I thought the walk to school would take the edge off, settling him down. Though he is able to sleep through nearly the entire day, I learned Bear has been saving his energy. We left before eight, and returned at noon, a time that normally would be filled with a three and a half hour nap, which you could actually say about any four-hour chunk of the day for Bear. Whether from the children surrounding us, or from the destination, Bear was on high alert the entire trip.
Waiting outside the class to depart, each kid greeted Bear as they took turns going to the bathroom. Bear was settling into nice walking with the class soon after we left. However, as we neared the park he began tugging on the leash. Though I would have normally been correcting him by changing direction, crossing the street a few times, and going through some other obedience commands, I refrained since we were on a field trip. I had to make due with smaller corrections and letting him roam more in the “party” right hand walk.

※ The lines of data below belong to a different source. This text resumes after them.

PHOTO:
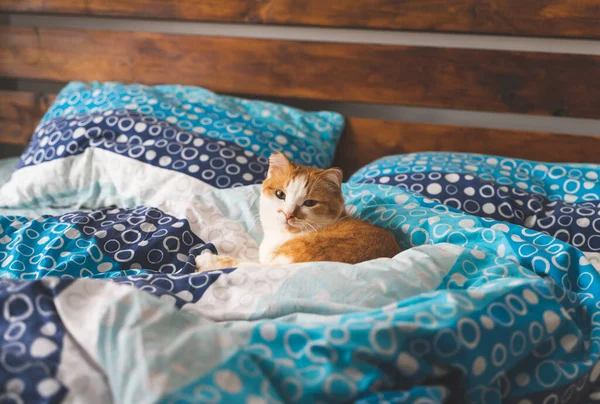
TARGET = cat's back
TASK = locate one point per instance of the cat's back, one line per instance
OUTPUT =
(349, 240)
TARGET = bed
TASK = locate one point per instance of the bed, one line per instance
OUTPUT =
(154, 153)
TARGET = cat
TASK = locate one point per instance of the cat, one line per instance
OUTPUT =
(304, 219)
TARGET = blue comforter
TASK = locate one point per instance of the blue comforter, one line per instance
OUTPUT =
(485, 305)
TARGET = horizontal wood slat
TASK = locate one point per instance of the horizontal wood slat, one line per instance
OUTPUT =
(364, 139)
(368, 139)
(499, 81)
(566, 18)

To be fair to Bear, we were going to the park that he identifies with being off-leash, playing with whoever is present. We first had to walk through the park that I let him run off-leash. Then we descended to the dog-park by the river, which was the destination of the trip. Because the Sellwood Bridge is falling down, they are finally beginning to replace it, including making a detour bridge. This trip included three interactive stations around the dog park. Students learned how the old bridge was going to slide over to make the detour bridge; Engineers explained about the layers of the soil and having to drill down to rock; and they learned about challenges of directing traffic around work zones.

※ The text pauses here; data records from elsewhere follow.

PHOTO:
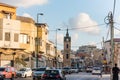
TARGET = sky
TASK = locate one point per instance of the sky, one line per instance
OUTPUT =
(85, 19)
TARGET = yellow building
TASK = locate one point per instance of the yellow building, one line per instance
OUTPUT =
(17, 40)
(21, 37)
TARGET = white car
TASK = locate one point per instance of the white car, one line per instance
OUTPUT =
(97, 70)
(24, 72)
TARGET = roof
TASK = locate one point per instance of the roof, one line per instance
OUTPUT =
(6, 5)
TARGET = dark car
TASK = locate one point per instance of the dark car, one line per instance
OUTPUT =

I began to feel a bit like the dungeon master, drinking a hot coffee on a couch while the prisoners shivered on the cold hard stone, restricting Bear to the group of non-fun, non-four-legged, non-furry animals. As much for Bear’s sake as for mine, we departed from the presentations and demonstrations to wreak havoc with some dogs.
First in the grassy part and later on the beach, Bear ran free, demonstrating so well how he can ignore me when I call him to return. He is so adept at this. He actually stops, looks at me, scans the field for something better than the treat he knows I’m holding in my hand, and sprints to the muddy spaniel retrieving a soggy tennis ball.
Even after gathering Bear back on the leash, I allowed him back off at the beach. Students learned about landslides with sandpaper, bricks, plywood, and a protractor. Bear stared out at the river, occasionally whining at the dogs running free. I felt the students were in good hands with the other four chaperones, so Bear and I went absent again.
Though there were three people with diabetes on the trip (teacher and two students), Bear did not signal any lows other than the scent samples I pulled out of my pocket occasionally.
What I learned:
- Bear has some work on behaving on the leash.
- People quickly get used to having a dog with them.
- There is always one or two dogs that begin to get aggressive with Bear and wonder if it is because he is “intact” still.
- Bear doesn’t have to sleep seven out of every eight hours.